My New Year’s resolution 12 months ago was to write fewer columns about Donald Trump. That well-intended goal met the same end as most New Year’s resolutions; I soon fell off the wagon and wrote more columns about Trump in 2023 than I had the prior year.
Like it or not, the former president is the dominant political figure of our time.
He has remade the Republican Party in his image and is almost certain to win its presidential nomination even if he’s convicted in any of the four criminal prosecutions he’s fighting.
He stands an even chance of winning a second term in the White House, a victory that would allow him to put his stamp on American government until 2029.
And he’s promising big things. He says that if he’s elected, he’ll prosecute his opponents (“I say, go down and indict them”), send the National Guard into crime-ridden cities such as Chicago (“worse than Afghanistan”), and bar U.S. entry to people “who don’t like our religion.”

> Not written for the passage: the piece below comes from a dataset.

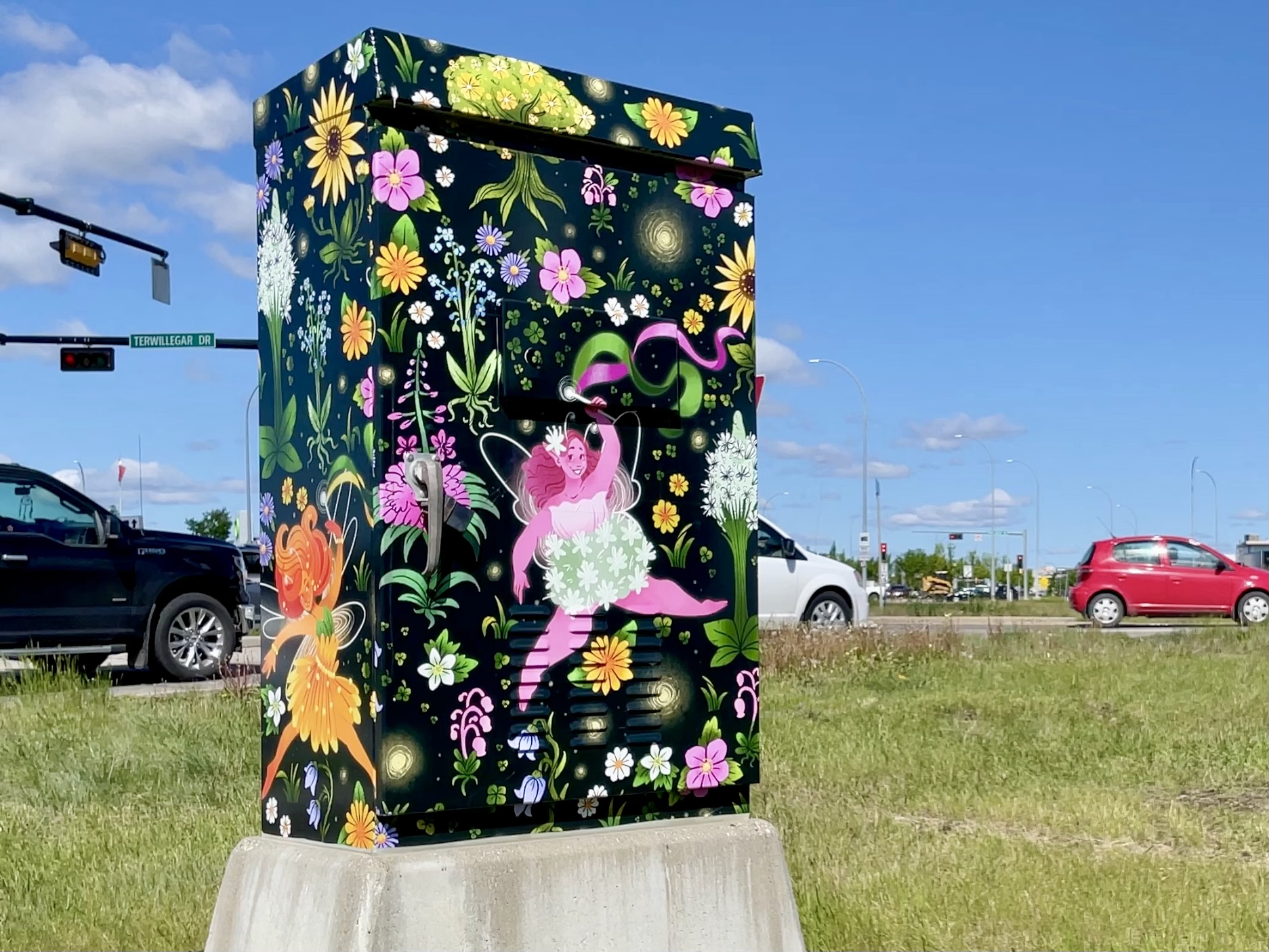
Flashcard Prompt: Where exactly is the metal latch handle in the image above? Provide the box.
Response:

In his first term, Trump battered the guardrails of our political system but didn’t succeed in destroying them. If he wins a second term, he’ll likely be more effective, free of restraining influences in his Cabinet and surrounded by true believers who yearn to turn his promises into law.
This year-end column is my annual exercise in humility — a report on what I got wrong this year and what I got right.

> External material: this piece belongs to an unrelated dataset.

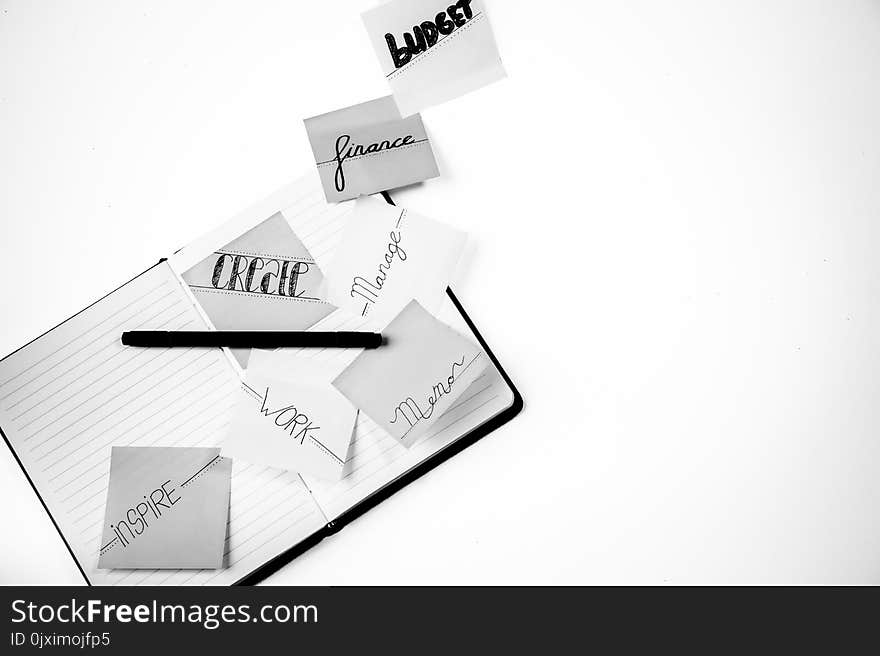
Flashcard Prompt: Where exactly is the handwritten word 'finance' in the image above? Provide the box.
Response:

That’s why it begins with a confession: I was wrong when I thought Trump’s legal troubles — and other Republicans — would get in the way of his march to the GOP nomination.
I was wrong when I talked up the prospects of Florida Gov. Ron DeSantis, whom I described as the most potent challenger to Trump and “the rising star of the conservative firmament.”

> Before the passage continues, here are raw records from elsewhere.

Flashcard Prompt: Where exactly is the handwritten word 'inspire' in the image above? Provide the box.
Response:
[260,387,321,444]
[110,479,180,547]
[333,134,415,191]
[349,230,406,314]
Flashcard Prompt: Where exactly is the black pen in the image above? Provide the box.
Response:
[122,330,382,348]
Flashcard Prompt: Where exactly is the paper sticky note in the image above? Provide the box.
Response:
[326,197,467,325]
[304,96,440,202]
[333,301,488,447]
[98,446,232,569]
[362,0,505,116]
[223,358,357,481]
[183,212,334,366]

“To many GOP donors and voters, he [looks] like a potential fusion candidate — militant enough to appeal to Trump fans, but conventional enough for Republicans tired of the former president’s chaotic style,” I wrote. As Republican pollster Whit Ayres said: “He’s Trump without the craziness.”
But once voters got a look at DeSantis, he turned out to just be a less charismatic version of Trump.
Still, I persisted in the forlorn hope that the GOP race might turn into a free-for-all.
“This race may be more open than it looks,” I ventured in April.
Wrong again!
Readers often wonder whether reporters are biased. We are in at least one respect: In election years, we root for drama, not orderly coronations.
I stumbled when I wrote about President Biden, too.
In July, I wrote that Biden was betting that the economy would soon turn up and that voters would give him credit. The president and I were both premature about the economy’s upturn — and so far, we’re wrong about the voters.
I did get a few things right. In May, I predicted that a Biden-Trump rematch would “mostly be about which candidate you dislike more,” and that the state of the economy would likely determine the outcome. It didn’t take a genius to figure that out.
The journalism lesson here is an old one: Punditry is often unreliable, especially in primary campaigns.
The glorious thing about primaries is how unpredictable they can be. Well-bankrolled favorites often crumble once the campaign begins. Just ask former GOP hopefuls Phil Gramm (1996), Rudolph W. Giuliani (2008) and Jeb Bush (2016).
There’s also a more important lesson we should carry into 2024.
As Jay Rosen, a journalism scholar at New York University, has been saying, the most important question in this campaign is “not the odds, but the stakes” — “not who has what chances of winning, but the consequences for American democracy.”
That doesn’t mean ignoring the horse race; readers still want to know who’s ahead and why. It means putting the substantive questions first: What would these candidates do in the White House?
A contest between Biden and Trump isn’t a conventional race between a liberal Democrat and a conservative Republican. It’s a choice between an 81-year-old institutionalist and a 77-year-old norm-breaker who says he’d like to suspend the Constitution and rule as an autocrat.
Making the stakes clear requires taking Trump’s hair-raising promises seriously. It also requires pressing Biden on what he would do in a second term — a question he has largely ducked, content to run simply as the anti-Trump.
So there’s my resolution for 2024: to make sure every reader has the clearest view possible of the choice this fall — not only the odds, but the stakes.